La pena para Cesarani es que está claramente bien preparado para escribir la monografía sobre la condición de judío de Koestler. Desde su primera visita a la utopía del sionismo en 1926 hasta su último y rencoroso encuentro con el Israel de posguerra, en 1948, desde Thieves in the Night a la última y controvertida The Thirteenth Tribe (que intenta demostrar que la mayoría de los judíos son descendientes de Khazam más que de los patriarcas bíblicos), las actitudes de Koestler ante su propia condición de judío, ante el sionismo y ante Israel oscilaron extremadamente como reacción a las circunstancias subjetivas y a la realidad política. A veces (como cuando está escribiendo sus biografías) Koestler da importancia primordial a su asimilación como inglés; otras es más comprensivo, o patriota; aunque ésa nunca ha sido una preocupación directa de alguien que escribió: "El odio a sí mismos ha sido la forma de patriotismo judía". Cesarani sigue los giros, las supresiones y las claridades con considerable habilidad y pertinacia. "Acabado el libro de Palestina, y todo el problema", señaló Koestler con esperanza después de finalizar Promise and Fulfilment . Pero el problema nunca se terminó en otro nivel que no fuese el religioso (Koestler siempre fue incondicionalmente irreligioso). Como resume Cesarani: "El intento de huir del judaísmo fue el acto por excelencia del judío contemporáneo: fue, en sí, un símbolo de identidad".
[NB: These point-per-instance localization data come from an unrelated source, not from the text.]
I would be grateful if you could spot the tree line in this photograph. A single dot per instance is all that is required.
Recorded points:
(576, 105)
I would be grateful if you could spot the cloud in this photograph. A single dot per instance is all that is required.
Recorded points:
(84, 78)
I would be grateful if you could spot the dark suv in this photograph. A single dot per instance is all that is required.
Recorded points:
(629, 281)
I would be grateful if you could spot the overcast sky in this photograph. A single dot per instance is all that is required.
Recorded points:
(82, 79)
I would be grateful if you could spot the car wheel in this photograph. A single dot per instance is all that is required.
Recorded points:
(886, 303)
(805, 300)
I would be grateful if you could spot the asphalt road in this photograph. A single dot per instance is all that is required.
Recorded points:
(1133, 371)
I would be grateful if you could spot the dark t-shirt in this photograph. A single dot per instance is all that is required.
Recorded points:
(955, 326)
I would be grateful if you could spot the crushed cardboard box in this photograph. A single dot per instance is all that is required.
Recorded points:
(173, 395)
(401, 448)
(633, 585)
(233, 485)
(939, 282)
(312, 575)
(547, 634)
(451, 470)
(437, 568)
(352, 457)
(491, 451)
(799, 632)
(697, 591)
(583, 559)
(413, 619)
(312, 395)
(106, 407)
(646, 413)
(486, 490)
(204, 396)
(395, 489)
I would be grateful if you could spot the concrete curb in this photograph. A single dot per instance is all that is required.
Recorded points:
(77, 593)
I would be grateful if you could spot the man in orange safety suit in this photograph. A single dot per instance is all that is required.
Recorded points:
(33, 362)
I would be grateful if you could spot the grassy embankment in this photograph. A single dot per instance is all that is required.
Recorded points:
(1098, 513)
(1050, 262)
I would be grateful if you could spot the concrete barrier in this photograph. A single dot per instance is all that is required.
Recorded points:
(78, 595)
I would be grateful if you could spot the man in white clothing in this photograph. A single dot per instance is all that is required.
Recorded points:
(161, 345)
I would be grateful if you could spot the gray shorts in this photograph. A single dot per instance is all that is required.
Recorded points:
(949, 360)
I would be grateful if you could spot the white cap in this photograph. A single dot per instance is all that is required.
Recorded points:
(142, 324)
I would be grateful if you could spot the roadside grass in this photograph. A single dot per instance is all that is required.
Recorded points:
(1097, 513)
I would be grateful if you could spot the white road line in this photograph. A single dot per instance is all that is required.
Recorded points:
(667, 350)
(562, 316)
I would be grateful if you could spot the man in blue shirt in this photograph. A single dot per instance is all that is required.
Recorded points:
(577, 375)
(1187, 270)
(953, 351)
Este aspecto del trabajo es sobrio, bien juzgado, sólo en ocasiones pierde de vista su propia importancia, como en la estrafalaria afirmación sobre Darkness at Noon : "Lo más importante de la novela es lo menos señalado en los estudios críticos: el personaje principal... es judío". Pero como es lógico, Cesarani tiene poco conocimiento o interés por la obra de ficción como ficción en sí; es una mera onda para la vida y las ideas. Y como biógrafo, sencillamente no es el hombre adecuado.
Claves de un contestatario
- Nacimiento: Arthur Koestler nació el 5 de septiembre de 1905 en Budapest. Su padre era húngaro y su madre austríaca. Estudió en la Universidad de Viena.
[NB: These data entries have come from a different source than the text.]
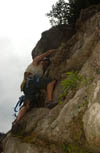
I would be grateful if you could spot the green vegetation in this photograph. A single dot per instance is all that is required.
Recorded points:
(67, 13)
(74, 148)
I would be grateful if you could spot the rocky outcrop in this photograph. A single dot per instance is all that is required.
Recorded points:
(53, 38)
(73, 125)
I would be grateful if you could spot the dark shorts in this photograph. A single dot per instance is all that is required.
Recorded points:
(32, 101)
(43, 82)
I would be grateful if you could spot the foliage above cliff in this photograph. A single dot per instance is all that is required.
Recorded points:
(67, 13)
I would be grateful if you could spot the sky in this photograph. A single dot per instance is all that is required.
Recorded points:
(21, 25)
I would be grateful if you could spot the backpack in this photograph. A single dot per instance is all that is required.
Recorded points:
(19, 104)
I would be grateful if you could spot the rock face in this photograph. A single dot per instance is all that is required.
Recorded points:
(73, 126)
(52, 39)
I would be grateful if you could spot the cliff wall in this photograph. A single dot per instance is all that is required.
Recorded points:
(73, 126)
- Corresponsal: en 1926, Koestler estuvo en un kibbutz en Israel. Enviaba notas a un periódico alemán. Lo nombraron corresponsal en el Cercano Oriente y después lo mandaron a París, en 1929. Allí comenzó a vincularse con los comunistas. En 1931 cubrió el primer viaje del Graf Zeppelin al Polo Norte para un diario berlinés. Ese mismo año se afilió al Partido Comunista. Viajó a Rusia y a Asia en 1932-1933 y fue testigo de los horrores de la Rusia soviética, que entonces se atribuían a la herencia del pasado zarista. Sería uno de los primeros intelectuales en desilusionarse de la utopía marxista y en atacar al estalinismo.
- Guerra Civil Española: cubrió la contienda como corresponsal de un diario inglés y se hizo republicano. Fue tomado preso por los franquistas y estuvo a punto de ser fusilado en Málaga. Su libro Testamento español es un desgarrador testimonio de lo que significó esa guerra.
- Crítico del totalitarismo: desengañado del comunismo, Koestler escribió su novela más recordada y discutida, El cero y el infitino , en la que ataca al estalinismo y muestra los mecanismos perversos de los procesos de Moscú.
- Obras: Testamento español, Escoria de la tierra, Ladrones en la noche (sobre un grupo de jóvenes judíos que parten a Palestina para "robar" lo que es suyo, la tierra perdida), El cero y el infinito, La flecha en el azul (tres volúmenes de memorias), El rastro del dinosaurio . En la madurez, Koestler abandonó los temas políticos para volcarse a la biología, la psicología y la metafísica.
- Suicidio: víctima de una enfermedad terminal, Koestler se suicidó con su tercera mujer en Londres, en 1983. Era vicepresidente de la sociedad eutanásica Exit. Sostenía que el hombre necesita de una partera para nacer y de alguien que lo asista para morir dignamente.